H ART : Y a t-il justement un médium proprement idéal en art ?
K .T : Bien sûr la vidéo est mon support de prédilection, mais il n’est pas idéal. En réalité, je ne pense en terme de médium. La photo ou les collages sont utilisés comme base de développement la vidéo. J’adore avant tout faire des performances, être metteur en scène, être derrière la caméra. Il faut que ça fonctionne en tant que performance vivante et non uniquement comme simple réalisation de vidéo. J’aime la tension qui se crée dans le fait que la prise de vue soit unique. Quand je fais de la sculpture ou de la peinture, je me sens moins libre car ce sont des supports qui s’imposent trop en tant qu’art. Je me suis senti assez rapidement plus à l’aise dans la vidéo car un support vivant qui garde une ambiguïté sur sa nature même d’œuvre d’art. La vidéo permet de ne pas m’inscrire dans l’histoire de l’art, dans tout ce qu’elle peut avoir de sclérosée. Ou bien de le faire d’une manière plus légère et plus subversive. Il n’y a pas cette lourdeur, cet académisme, ce côté statique qu’il y a dans les autres médias comme la peinture à l’huile ou le bronze par exemple, qui sont très connotés. Ce n’est qu’avec ces supports considérés comme dilettantes, que j’arrive à faire des choses sérieuses. J’aime bien dérouter mon public en utilisant des supports décalés. Ca m’amuse d’entendre la réaction parfois sarcastique de mon entourage lorsque je j’annonce que j’utilise à un matériau vulgaire, comme la céramique habituellement utilisé pour de la poterie…

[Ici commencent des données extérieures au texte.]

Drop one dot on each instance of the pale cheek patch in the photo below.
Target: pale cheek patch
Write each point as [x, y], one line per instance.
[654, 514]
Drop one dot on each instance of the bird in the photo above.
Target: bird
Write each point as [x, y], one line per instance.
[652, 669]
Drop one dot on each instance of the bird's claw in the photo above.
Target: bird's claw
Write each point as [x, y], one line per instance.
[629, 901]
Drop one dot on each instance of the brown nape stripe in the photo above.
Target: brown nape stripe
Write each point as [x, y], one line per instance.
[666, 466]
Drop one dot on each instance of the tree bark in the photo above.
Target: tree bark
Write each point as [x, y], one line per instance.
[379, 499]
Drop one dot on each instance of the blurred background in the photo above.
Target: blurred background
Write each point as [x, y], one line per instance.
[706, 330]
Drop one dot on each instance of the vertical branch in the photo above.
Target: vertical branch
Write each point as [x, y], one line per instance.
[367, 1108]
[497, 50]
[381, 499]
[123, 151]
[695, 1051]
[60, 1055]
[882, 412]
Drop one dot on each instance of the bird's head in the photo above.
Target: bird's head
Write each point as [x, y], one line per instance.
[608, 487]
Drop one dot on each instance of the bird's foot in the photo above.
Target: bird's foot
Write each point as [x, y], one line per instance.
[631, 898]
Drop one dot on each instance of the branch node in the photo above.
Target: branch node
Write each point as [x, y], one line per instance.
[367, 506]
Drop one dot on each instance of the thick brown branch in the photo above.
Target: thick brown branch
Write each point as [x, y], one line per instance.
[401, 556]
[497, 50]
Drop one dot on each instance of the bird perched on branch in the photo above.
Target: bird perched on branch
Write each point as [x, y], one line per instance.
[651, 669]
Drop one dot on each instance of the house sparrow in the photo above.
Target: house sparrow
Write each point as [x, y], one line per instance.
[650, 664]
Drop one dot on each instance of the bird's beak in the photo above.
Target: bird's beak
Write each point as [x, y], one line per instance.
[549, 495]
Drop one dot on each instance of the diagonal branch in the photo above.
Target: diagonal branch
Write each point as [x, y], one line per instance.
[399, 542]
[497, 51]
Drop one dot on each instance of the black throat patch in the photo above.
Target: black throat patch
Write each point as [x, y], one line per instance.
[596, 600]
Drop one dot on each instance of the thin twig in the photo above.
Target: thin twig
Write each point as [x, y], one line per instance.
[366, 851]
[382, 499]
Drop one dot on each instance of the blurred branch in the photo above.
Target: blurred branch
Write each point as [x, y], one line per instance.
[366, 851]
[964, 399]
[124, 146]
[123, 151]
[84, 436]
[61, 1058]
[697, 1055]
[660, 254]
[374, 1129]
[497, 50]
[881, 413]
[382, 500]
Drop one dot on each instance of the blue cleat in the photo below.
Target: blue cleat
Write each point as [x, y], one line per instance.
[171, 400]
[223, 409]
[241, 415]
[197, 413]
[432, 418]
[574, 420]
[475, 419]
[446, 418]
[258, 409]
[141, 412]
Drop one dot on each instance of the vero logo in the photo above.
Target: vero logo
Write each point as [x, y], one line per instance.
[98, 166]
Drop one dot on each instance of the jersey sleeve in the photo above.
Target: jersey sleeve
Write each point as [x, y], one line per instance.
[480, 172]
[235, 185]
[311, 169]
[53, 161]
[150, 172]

H ART : Que peut-on attendre en tant qu’artiste après 30 ans de carrière ? Comment se renouvelle-t-on ?
K.T : On n’a jamais assez de reconnaissance en tant qu’artiste. Lentement je commence à être satisfait de ce que je suis en train de faire. En Belgique, je suis à la fois très connu d’un certain public averti et méconnu du grand public, parce que je détourne sans cesse les codes. C’est une position ambiguë que j’aime. De plus mon travail est assez controversé, ce qui me convient tout à fait. J’ai toujours cherché à me renouveler, n’étant jamais tout à fait satisfait, en partie en passant par des supports différents. De plus en plus l’art et le documentaire se confondent à tort : le documentaire ne peut être une œuvre d’art et l’art ne doit pas exister en tant que document. L’œuvre d’art doit exister en tant que telle sans avoir de valeur sociale, être politique dans la forme sans avoir de valeur sociale. Un bon travail artistique dit quelque chose de nouveau, c’est l’évidence même, il donne une impression de facilité, de fraîcheur et de liberté. Ce qui prime c’est ce qui se dit à travers l’œuvre, c’est pour cela que j’apprécie les artistes qui ne sont pas attachés à une technique. Tout comme Gülsün Karamustafa, je ne préoccupe jamais de mon style. Dans l’art, il faut être avant tout un bon artiste, pas un bon peintre ou un bon vidéaste.